Darren Wright

When I was at university, I hung out with a number of religious friends. Being a bit weird, we jokingly called ourselves The Heretics Society and created daily rules to follow. One of our rules was that every day needed to include a disagreement that ended with a door slamming.

Our disagreements ranged from the way we tied our shoes to the way we cut sandwiches, from how we pronounced the word dance to what flavor soda was our favorite. Occasionally, we’d have a silly religious disagreement about the color of Jesus’ hair, who would win a wrestling match between John the Baptist and Jonah, or what band would have been Mary Magdalene’s favorite. Every day some humorous disagreement would conclude with one of us yelling, “It’s like I don’t know you anymore!”—and slamming the door as we walked out. Often, upon hearing the loud bang, a chaplain would step out into the hallway, realize what was going on, laugh and shake his head, and return to whatever he had been doing.

Today I wonder if much of the world has adopted a more serious version of this “rule.” We live in a time when disagreements seem to escalate quickly into major arguments. I’ve seen best friends end their relationship because of a disagreement that became a nasty argument. After a recent mass shooting, I watched a reporter’s heartfelt reaction and call for unity be countered with political arguments and a threat to sue the reporter. Seeing how quickly feuds between people or communities can escalate into threats of violence or worse, I fear we’ve forgotten that healthy disagreement can be beneficial.

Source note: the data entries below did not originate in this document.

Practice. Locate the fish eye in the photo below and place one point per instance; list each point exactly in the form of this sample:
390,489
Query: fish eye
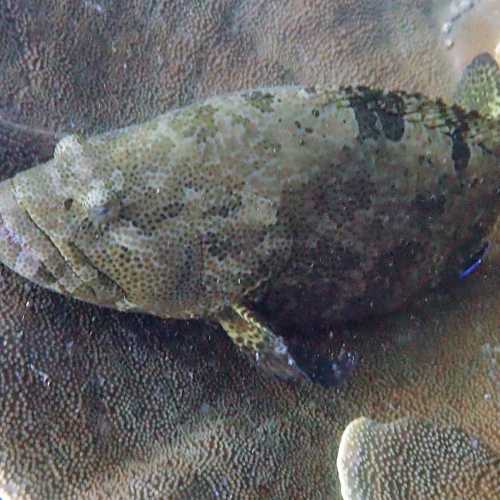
68,203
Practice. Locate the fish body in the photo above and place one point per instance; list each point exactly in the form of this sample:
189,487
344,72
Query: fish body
339,203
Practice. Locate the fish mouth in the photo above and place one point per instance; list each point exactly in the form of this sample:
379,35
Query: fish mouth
27,249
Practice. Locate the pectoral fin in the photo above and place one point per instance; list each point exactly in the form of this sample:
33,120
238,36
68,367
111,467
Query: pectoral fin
252,335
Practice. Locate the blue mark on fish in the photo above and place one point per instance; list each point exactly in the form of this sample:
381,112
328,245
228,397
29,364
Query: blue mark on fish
475,261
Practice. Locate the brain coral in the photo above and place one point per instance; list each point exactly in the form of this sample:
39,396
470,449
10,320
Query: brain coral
95,403
93,65
99,404
410,458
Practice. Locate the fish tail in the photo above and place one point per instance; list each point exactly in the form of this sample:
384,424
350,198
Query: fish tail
479,87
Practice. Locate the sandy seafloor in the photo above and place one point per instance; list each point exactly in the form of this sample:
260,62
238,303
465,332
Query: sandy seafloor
98,404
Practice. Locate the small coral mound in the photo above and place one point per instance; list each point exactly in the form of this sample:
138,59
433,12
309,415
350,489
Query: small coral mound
412,458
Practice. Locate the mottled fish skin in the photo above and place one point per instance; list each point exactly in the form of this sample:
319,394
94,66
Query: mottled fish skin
341,201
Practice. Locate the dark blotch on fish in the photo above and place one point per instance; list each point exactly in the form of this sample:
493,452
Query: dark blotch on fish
372,106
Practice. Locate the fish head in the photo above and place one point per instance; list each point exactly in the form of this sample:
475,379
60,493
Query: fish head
44,211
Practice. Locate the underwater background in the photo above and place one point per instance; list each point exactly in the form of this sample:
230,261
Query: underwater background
100,404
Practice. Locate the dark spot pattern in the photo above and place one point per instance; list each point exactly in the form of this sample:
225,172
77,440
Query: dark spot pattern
378,112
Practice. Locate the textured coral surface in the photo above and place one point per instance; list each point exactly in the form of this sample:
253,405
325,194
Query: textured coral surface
107,404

In a podcast from The Bible for Normal People, Brian McLaren suggests that we all could benefit by learning how to “differ graciously.” This practice involves our expressing a difference of opinion without having to persuade the other person that we are right. McLaren suggests that we can offer the words “I see that differently” without assuming that either opinion has to be wrong.

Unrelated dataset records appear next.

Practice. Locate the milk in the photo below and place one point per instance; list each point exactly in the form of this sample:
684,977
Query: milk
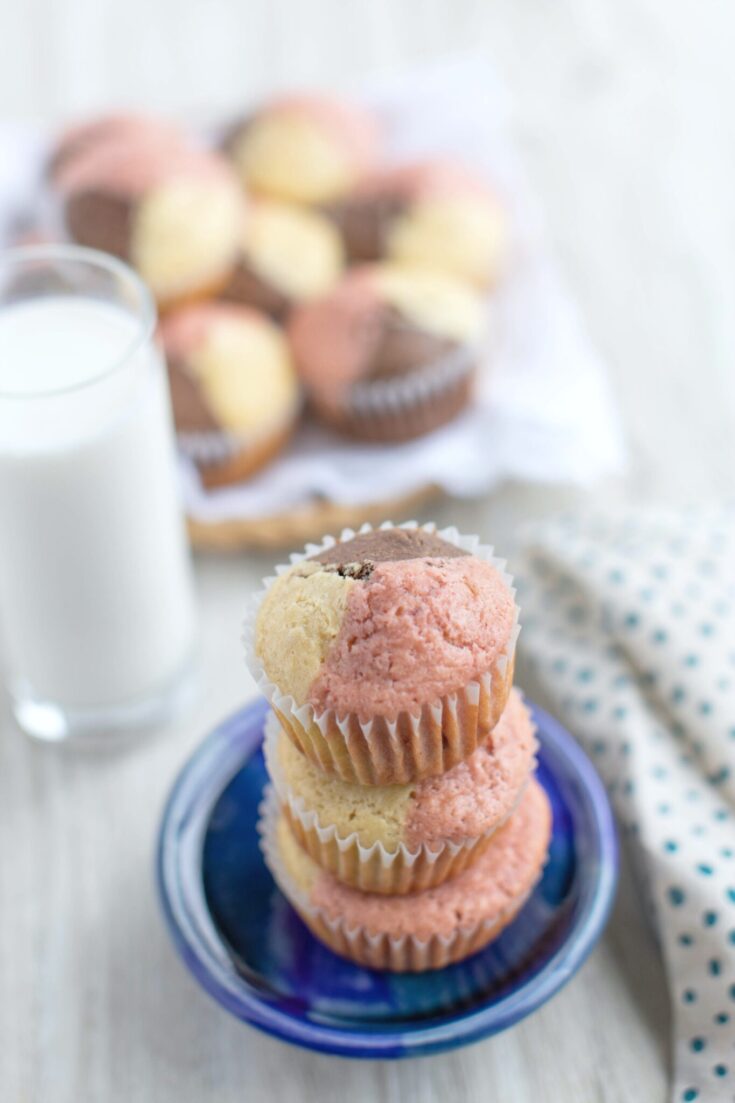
96,603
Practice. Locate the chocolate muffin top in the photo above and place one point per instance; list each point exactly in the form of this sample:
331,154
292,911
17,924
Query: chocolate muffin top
380,322
384,622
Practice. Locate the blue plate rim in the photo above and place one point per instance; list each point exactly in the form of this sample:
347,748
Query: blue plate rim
264,1012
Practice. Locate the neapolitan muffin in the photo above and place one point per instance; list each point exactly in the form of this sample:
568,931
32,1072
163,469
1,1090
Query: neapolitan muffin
178,215
234,391
305,148
404,838
422,930
432,213
288,255
387,656
391,353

When people disagree, we have an opportunity to listen to one another, to learn from one another, to practice being a neighbor to another. None of us knows everything. As we listen to differing opinions, we might be open to understand one another better. We might even find our own opinions changing or begin to see the world from a different perspective.

What would our families, our schools, the world be like if we were to practice the art of differing graciously?



Begin a disagreement journal. Each day for a couple weeks, jot down your answers to these questions:

  • What disagreements did I have today?
  • With whom did I disagree?
  • How did I manage these disagreements?
  • In what ways could I have managed the situation better?
  • Was damage done by these disagreements?
  • If so, how might I repair the damage?

For the next month, practice disagreeing with grace. Consider how you feel in these new interactions as you find loving ways to disagree. Reflect in your journal about how this practice begins to change the way you enter into disagreements.

Darren Wright is a pastor in the Uniting Church in Australia and ministers at Gungahlin in the ACT. He loves reading, listening to music, building train sets with his son, and baking bread.